Scientific classification
- Domain: Eukaryota
- Kingdom: Animalia
- Phylum: Arthropoda
- Class: Insecta
- Order: Coleoptera
- Suborder: Polyphaga
- Infraorder: Cucujiformia
- Family: Cerambycidae
- Genus: Enaphalodes
- Species: E. atomarius
- Binomial name: Enaphalodes atomarius (Drury, 1773)

= Enaphalodes atomarius =

- Authority: (Drury, 1773)

Species of beetle

Enaphalodes atomarius, also known as the robust oak borer, is a species of beetle in the family Cerambycidae. It was described by Dru Drury in 1773 from New York City.

==Description==
Head brownish black, covered with short yellowish-grey pile.
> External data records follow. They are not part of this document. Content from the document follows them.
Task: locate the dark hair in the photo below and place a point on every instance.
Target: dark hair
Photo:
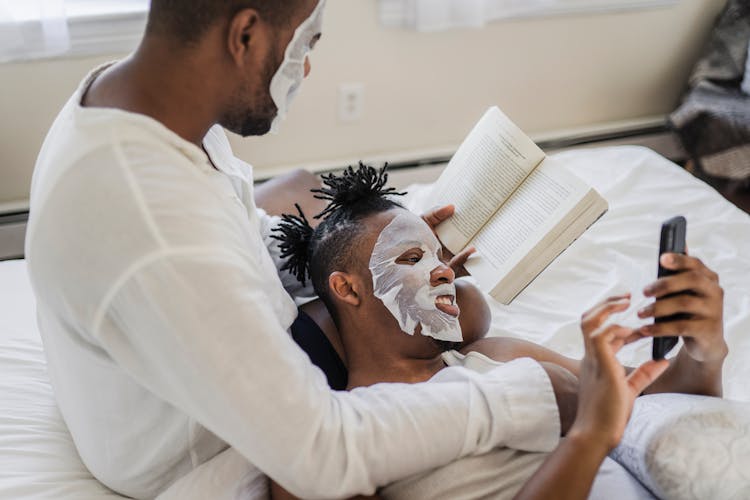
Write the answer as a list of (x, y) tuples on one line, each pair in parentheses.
[(188, 20), (352, 195)]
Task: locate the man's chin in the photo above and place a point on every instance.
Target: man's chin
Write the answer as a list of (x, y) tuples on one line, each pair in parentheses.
[(251, 127), (256, 129)]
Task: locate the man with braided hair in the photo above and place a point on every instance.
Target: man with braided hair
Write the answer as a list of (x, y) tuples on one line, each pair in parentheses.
[(164, 319), (395, 308)]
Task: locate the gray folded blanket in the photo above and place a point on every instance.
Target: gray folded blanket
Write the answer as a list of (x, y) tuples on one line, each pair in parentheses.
[(713, 121)]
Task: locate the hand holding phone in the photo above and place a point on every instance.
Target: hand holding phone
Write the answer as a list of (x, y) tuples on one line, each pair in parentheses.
[(672, 240)]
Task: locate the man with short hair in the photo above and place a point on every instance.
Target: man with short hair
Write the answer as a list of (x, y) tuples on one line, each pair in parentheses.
[(164, 320)]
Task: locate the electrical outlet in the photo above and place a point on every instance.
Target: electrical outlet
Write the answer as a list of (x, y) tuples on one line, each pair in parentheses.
[(351, 101)]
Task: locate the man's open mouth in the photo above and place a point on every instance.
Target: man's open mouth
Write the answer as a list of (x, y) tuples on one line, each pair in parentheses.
[(447, 304)]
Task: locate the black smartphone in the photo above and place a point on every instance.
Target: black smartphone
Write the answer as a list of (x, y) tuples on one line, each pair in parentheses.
[(672, 241)]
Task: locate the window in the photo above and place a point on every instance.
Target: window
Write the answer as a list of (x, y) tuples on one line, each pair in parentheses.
[(435, 15), (31, 29)]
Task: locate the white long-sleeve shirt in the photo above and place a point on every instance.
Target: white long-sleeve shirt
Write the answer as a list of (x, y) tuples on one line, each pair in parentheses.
[(165, 325)]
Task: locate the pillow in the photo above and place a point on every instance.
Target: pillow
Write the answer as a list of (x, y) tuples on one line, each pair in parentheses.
[(688, 447)]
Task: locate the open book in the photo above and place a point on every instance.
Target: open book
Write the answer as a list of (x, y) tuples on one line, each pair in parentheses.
[(519, 208)]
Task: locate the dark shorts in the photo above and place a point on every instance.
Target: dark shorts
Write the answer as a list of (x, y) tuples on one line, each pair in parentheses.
[(314, 342)]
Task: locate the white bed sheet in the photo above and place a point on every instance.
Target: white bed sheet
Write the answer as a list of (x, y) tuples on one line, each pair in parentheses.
[(37, 456)]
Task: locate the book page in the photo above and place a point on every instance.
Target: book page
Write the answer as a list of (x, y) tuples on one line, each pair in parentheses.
[(491, 163), (542, 201)]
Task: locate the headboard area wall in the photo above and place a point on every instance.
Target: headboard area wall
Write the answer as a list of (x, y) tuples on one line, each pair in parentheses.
[(421, 92)]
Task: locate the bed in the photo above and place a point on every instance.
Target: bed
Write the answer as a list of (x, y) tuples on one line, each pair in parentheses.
[(37, 456)]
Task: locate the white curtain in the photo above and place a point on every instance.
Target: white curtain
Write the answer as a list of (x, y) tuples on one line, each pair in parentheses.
[(32, 29), (436, 15)]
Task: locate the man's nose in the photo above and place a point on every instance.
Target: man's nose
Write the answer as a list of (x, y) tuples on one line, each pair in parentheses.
[(442, 274)]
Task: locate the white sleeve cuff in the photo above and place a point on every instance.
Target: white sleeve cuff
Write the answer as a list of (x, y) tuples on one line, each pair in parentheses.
[(521, 403)]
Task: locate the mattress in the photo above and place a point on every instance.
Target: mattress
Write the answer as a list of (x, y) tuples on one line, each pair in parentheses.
[(618, 253)]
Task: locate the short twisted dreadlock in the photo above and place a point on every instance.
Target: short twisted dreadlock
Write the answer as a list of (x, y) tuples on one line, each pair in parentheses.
[(352, 195), (353, 187)]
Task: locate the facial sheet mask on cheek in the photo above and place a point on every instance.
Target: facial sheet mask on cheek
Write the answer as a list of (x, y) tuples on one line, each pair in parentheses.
[(405, 289), (289, 77)]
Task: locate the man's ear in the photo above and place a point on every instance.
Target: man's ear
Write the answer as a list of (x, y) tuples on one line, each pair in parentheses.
[(343, 287), (242, 36)]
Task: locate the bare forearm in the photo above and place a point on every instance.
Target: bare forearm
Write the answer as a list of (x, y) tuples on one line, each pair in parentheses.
[(688, 376), (568, 472)]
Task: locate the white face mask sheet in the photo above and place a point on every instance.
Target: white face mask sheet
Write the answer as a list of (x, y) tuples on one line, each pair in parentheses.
[(405, 289), (289, 77)]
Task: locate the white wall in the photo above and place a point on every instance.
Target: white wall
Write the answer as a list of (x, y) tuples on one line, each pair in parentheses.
[(423, 91)]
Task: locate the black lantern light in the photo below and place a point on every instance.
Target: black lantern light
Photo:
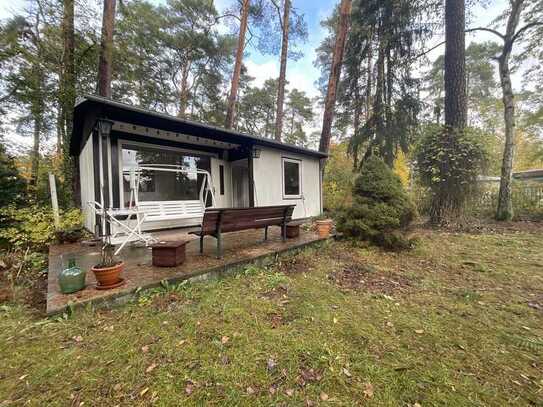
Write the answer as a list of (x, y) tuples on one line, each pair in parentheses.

Thorax dirty black, covered with yellow-grey pile; cylindrical, and without any spines or risings. Antennae dusky brown; having a spine on each joint, except that next to the head, and about the length of the insect. Scutellum very small. Elytra black, mottled with yellow grey; being margined at the sides and suture, and not reaching or covering the anus, each having two spines at the extremity. Abdomen and breast greyish brown, as are the legs, each of which is furnished with a spine at the tip of the tibiae. Length of body 2/3 inch (17 mm).